Faktor utama berikutnya yang menyebabkan pemekaran daerah yang begitu banyak adalh longgarnya aturan bagi pemekaran wilayah itu sendiri, yakni peraturan pemerintah No. 129 tahun 2000 tentang persyaratan pembentukan dan kriteria pemekaran, penghapusan dan penggabungan daerah. Bila kedua PP tersebut nilai kriterianya telah dipenuhi, maka sebuah daerah bisa membentuk unit administrasi sendiri. Sedangakan untuk pembentukan provinsi atau kabupaten baru, syaratnya hanya (1) dukungan seluruh bupati atau wali kota dan DPRD kabupaten / kota yang akan menjadi wilayahnya, (2) persetujuan gubernur dan DPRD dari provinsi induk, dan (3) persetujuan Mendagri. Tetapi banyak yang sulit memperoleh persetujuan dari provinsi atau kabupaten / kota induk. Namun dengan demo, unjuk rasa, dan seminar jadi-jadian, akan tercipta dukungan massa yang memadai.
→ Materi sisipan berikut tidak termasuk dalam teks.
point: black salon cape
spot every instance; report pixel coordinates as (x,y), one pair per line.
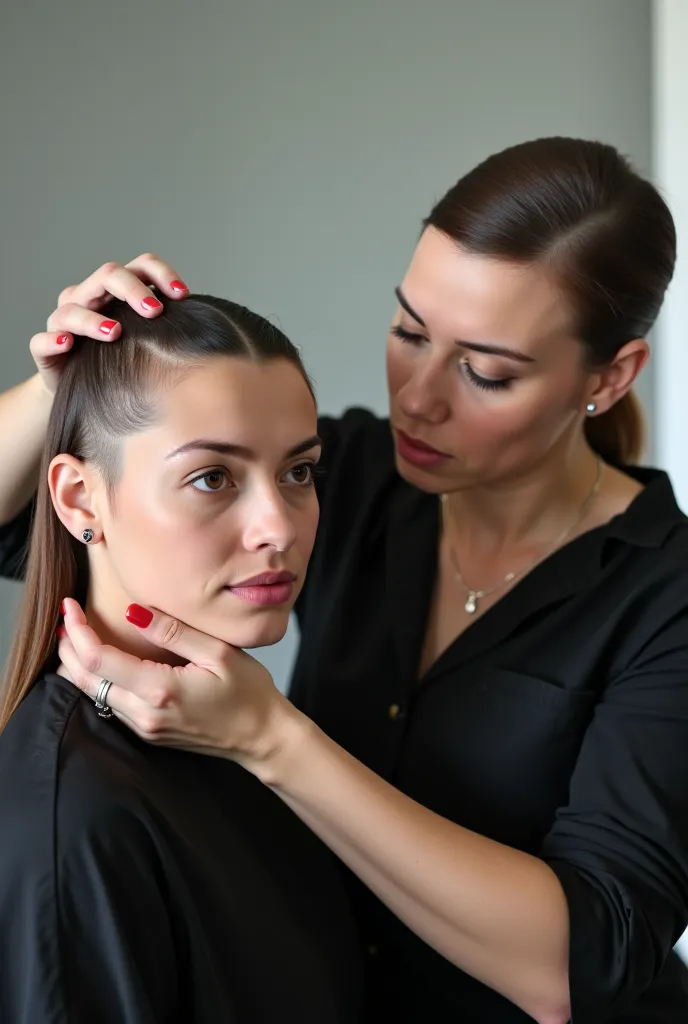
(144,886)
(556,724)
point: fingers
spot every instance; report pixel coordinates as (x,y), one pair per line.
(49,344)
(96,660)
(73,318)
(128,284)
(203,650)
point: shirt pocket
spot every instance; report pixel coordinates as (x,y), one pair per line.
(496,751)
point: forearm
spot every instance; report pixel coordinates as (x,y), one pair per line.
(496,912)
(25,411)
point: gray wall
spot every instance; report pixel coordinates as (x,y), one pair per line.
(282,153)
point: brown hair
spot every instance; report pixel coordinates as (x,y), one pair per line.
(108,392)
(578,209)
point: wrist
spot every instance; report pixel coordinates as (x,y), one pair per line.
(282,744)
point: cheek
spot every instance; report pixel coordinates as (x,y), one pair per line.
(397,368)
(532,416)
(166,550)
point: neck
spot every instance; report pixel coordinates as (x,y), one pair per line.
(106,603)
(525,510)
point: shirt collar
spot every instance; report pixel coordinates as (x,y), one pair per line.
(652,515)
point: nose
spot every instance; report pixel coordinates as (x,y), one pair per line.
(268,521)
(423,396)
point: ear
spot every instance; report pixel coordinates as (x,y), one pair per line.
(75,491)
(613,381)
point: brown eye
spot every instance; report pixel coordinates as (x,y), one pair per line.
(214,480)
(302,474)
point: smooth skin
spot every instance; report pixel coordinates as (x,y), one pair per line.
(517,468)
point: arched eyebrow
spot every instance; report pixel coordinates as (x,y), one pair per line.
(473,346)
(241,451)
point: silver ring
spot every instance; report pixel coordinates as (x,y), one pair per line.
(101,698)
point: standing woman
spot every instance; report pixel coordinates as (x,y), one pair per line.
(489,709)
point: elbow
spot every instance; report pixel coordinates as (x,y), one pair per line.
(556,1009)
(556,1015)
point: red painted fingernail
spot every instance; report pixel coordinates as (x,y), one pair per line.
(138,615)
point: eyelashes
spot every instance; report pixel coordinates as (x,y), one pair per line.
(204,482)
(484,383)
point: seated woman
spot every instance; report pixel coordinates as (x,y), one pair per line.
(178,472)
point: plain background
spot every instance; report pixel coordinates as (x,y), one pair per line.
(283,154)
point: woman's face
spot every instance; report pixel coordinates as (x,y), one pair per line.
(481,367)
(214,514)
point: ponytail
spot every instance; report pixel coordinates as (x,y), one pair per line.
(51,574)
(618,435)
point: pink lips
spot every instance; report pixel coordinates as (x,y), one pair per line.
(265,589)
(417,453)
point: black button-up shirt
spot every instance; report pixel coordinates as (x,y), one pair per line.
(556,724)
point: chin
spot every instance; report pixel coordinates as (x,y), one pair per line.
(263,631)
(425,479)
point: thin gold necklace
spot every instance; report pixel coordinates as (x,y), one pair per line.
(473,596)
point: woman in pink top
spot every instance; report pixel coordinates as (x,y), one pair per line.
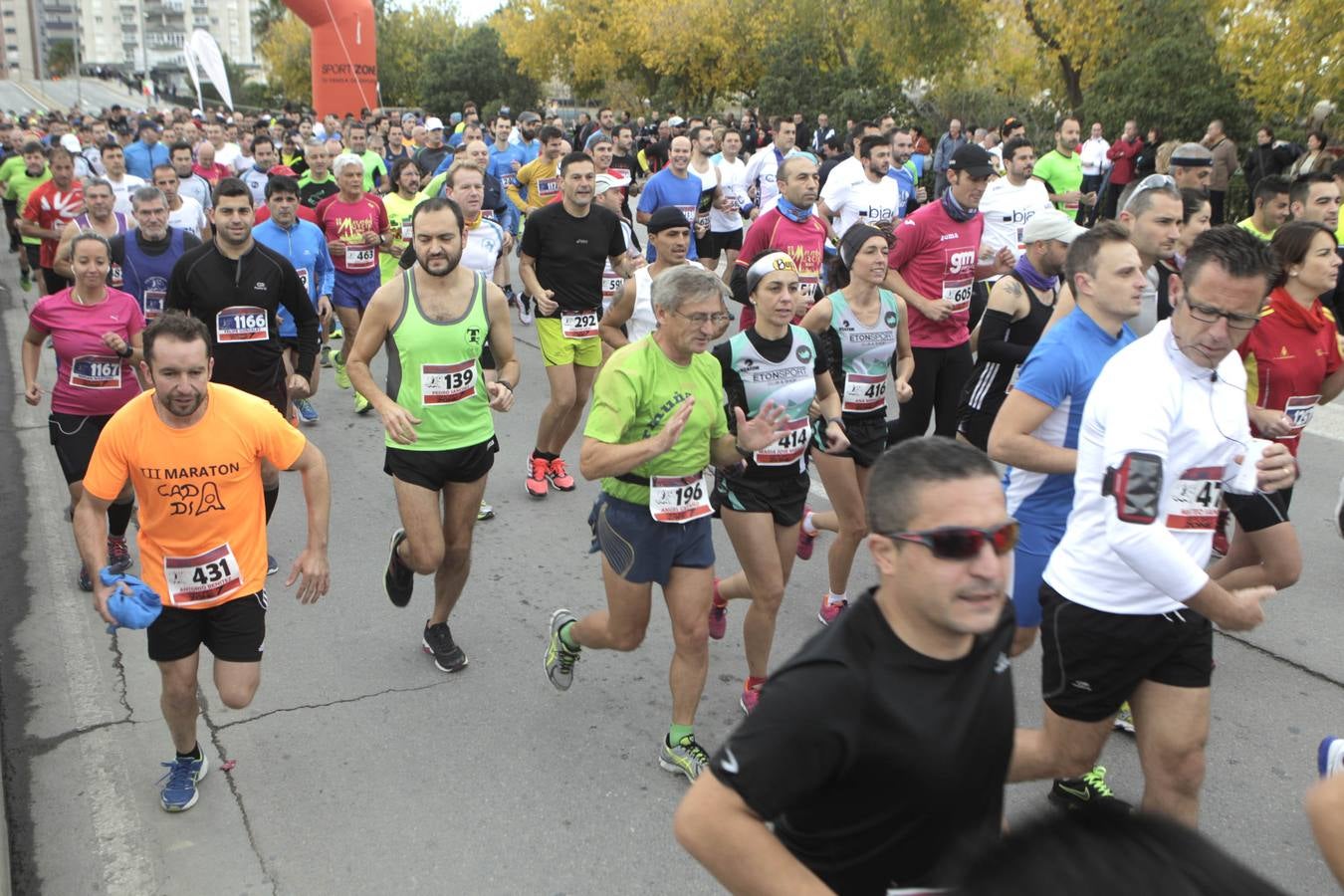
(97,335)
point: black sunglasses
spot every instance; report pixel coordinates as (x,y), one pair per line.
(961,543)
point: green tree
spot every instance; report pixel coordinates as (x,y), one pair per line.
(475,68)
(61,58)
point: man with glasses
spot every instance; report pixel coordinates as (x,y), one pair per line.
(1126,604)
(910,685)
(656,423)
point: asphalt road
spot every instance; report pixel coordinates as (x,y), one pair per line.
(360,769)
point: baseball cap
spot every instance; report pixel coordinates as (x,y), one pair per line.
(1051,223)
(1193,156)
(667,218)
(972,158)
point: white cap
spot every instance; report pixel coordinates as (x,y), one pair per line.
(1051,223)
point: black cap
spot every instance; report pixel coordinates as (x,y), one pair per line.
(667,218)
(972,158)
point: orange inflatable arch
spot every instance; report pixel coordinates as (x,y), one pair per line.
(344,54)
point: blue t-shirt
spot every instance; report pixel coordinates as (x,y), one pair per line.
(665,188)
(1059,372)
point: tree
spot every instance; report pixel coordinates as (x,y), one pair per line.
(61,58)
(475,68)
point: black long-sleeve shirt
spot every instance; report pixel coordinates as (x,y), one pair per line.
(230,296)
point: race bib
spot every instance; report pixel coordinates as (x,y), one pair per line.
(679,499)
(359,257)
(578,324)
(204,576)
(1195,499)
(446,383)
(242,324)
(96,371)
(864,392)
(957,293)
(1300,408)
(789,448)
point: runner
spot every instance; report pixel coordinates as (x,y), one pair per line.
(652,518)
(763,500)
(1060,169)
(356,230)
(675,187)
(879,751)
(97,216)
(202,542)
(437,408)
(96,334)
(306,246)
(1126,603)
(1018,308)
(933,266)
(142,258)
(864,334)
(790,227)
(53,204)
(632,315)
(184,212)
(237,288)
(564,250)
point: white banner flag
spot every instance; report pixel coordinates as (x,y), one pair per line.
(203,55)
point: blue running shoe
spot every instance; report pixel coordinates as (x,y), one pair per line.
(179,790)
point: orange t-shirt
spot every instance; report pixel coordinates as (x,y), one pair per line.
(202,516)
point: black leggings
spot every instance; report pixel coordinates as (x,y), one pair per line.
(937,381)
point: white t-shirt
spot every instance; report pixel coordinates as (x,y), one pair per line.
(733,181)
(860,200)
(191,216)
(1195,423)
(122,188)
(1007,210)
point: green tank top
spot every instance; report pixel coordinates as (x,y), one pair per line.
(434,372)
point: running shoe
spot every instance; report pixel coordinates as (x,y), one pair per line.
(118,555)
(398,579)
(558,477)
(560,656)
(686,757)
(179,782)
(1329,757)
(749,699)
(718,614)
(341,375)
(537,477)
(438,642)
(307,412)
(1087,792)
(830,611)
(805,542)
(1125,719)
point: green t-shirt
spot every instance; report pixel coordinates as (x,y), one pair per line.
(1063,175)
(20,185)
(637,392)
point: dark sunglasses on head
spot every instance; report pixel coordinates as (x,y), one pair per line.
(961,543)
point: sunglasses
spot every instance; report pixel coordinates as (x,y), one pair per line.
(961,543)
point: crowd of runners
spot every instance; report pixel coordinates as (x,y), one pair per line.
(1054,395)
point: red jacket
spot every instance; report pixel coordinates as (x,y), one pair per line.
(1122,154)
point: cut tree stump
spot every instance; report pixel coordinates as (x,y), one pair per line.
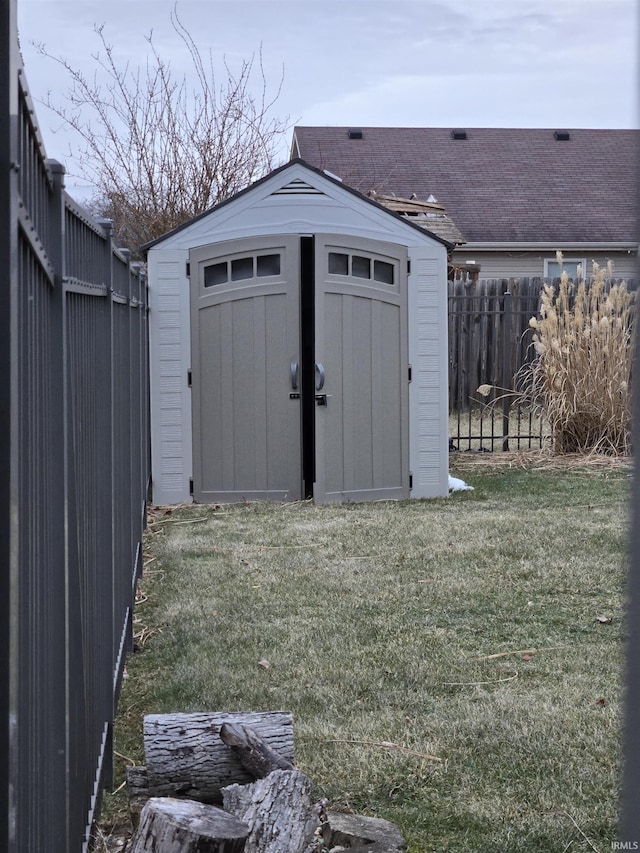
(168,825)
(279,811)
(186,757)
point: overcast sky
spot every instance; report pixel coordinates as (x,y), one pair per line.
(438,63)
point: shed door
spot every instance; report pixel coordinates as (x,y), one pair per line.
(362,434)
(299,365)
(245,335)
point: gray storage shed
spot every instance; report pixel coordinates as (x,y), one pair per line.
(298,349)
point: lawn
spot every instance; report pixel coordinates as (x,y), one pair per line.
(452,665)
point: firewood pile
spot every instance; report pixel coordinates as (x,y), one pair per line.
(227,783)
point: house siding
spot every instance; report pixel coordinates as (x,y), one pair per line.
(530,264)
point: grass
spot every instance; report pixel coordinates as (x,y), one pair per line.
(485,630)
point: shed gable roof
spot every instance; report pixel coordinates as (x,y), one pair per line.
(498,185)
(297,178)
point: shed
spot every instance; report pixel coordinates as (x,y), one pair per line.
(298,349)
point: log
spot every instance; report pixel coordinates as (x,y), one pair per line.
(186,757)
(279,810)
(356,831)
(137,790)
(183,826)
(253,752)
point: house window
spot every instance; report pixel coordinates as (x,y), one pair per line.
(552,268)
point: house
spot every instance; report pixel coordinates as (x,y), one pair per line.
(298,348)
(516,195)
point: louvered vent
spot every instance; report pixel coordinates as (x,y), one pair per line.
(298,187)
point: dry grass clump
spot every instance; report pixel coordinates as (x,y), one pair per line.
(582,377)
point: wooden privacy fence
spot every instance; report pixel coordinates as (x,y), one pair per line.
(490,341)
(73,484)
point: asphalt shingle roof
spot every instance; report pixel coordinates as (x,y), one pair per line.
(498,185)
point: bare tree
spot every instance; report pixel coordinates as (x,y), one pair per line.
(159,152)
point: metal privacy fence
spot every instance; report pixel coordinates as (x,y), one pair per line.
(73,485)
(490,341)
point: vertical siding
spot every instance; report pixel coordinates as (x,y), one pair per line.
(170,359)
(428,392)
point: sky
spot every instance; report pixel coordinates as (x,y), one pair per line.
(402,63)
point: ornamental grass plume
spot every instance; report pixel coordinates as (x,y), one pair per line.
(581,378)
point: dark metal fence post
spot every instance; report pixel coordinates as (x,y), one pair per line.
(506,367)
(8,286)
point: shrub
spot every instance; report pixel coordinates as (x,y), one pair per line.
(581,378)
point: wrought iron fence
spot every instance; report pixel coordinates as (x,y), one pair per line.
(490,341)
(73,484)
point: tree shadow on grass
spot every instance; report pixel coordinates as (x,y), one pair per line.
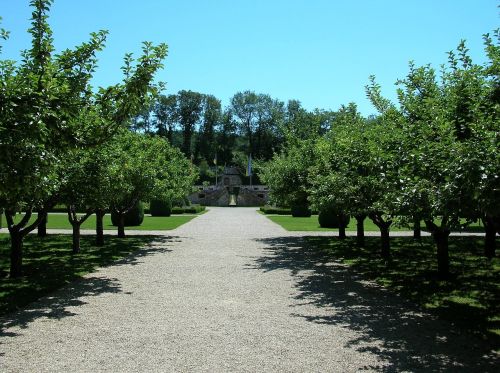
(52,272)
(387,325)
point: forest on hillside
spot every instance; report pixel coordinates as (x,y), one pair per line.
(213,136)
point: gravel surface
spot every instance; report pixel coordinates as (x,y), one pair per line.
(230,291)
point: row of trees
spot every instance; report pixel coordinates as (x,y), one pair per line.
(253,123)
(61,141)
(433,157)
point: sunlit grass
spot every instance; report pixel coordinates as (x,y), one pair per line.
(470,298)
(49,264)
(60,221)
(311,224)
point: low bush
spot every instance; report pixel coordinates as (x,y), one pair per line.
(329,217)
(275,210)
(193,209)
(160,207)
(301,211)
(134,217)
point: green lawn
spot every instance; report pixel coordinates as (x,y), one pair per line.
(48,264)
(311,224)
(469,299)
(60,221)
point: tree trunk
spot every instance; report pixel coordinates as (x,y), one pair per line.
(360,230)
(384,227)
(440,235)
(42,227)
(386,243)
(342,231)
(121,224)
(76,237)
(99,230)
(417,231)
(490,237)
(441,239)
(16,253)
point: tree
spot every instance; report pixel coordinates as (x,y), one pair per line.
(145,168)
(287,174)
(258,118)
(166,113)
(206,145)
(43,101)
(190,106)
(226,138)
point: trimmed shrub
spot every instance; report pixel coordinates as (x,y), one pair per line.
(301,211)
(193,209)
(329,217)
(159,207)
(133,218)
(275,210)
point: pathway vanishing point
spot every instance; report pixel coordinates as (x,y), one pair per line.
(230,291)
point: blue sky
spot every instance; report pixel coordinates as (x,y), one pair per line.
(317,51)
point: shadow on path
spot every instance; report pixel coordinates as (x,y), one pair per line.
(56,304)
(385,324)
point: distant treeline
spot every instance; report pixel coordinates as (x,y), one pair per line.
(255,124)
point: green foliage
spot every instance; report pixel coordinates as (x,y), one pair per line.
(133,217)
(287,174)
(146,168)
(158,207)
(330,217)
(300,210)
(272,210)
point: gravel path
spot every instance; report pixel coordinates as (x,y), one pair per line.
(230,291)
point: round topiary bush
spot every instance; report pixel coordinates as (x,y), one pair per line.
(133,218)
(158,207)
(300,211)
(329,217)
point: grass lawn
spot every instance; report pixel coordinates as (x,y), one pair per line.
(60,221)
(470,298)
(311,224)
(48,265)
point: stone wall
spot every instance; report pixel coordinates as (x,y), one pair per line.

Lalu ada syarat teknis, privinsi baru minimal harus punya lima kabupaten / kota, sedangkan kabupaten minimal harus punya lima kecamatan dan kota minimal harus merangkum empat kecamatan. Syarat berikutnya sudah ada desain dan rencana ibukota baru, berikut dengan prasarana dan sarana pemerintahan dalam taraf minimal. Ada syarat jumlah penduduk, luas daerah, kapasitas ekonomi, serta pertahanan dan keamanan.
Kepantasan sebuah daerah beriri sendiri juga sering kali dikorbankan, selama nilai kriteria teknis dipenuhi. Elite lokal yang memang sangat ingin agar daerahnya berdiri sendiri dan mendapat transfer sendiri dari pusat, mau melakukan apa saja untuk memenuhi kriteria minimal itu tanpa memperhatikan urgensi, nilai kesejarahan, dan komparasi sewajarnya.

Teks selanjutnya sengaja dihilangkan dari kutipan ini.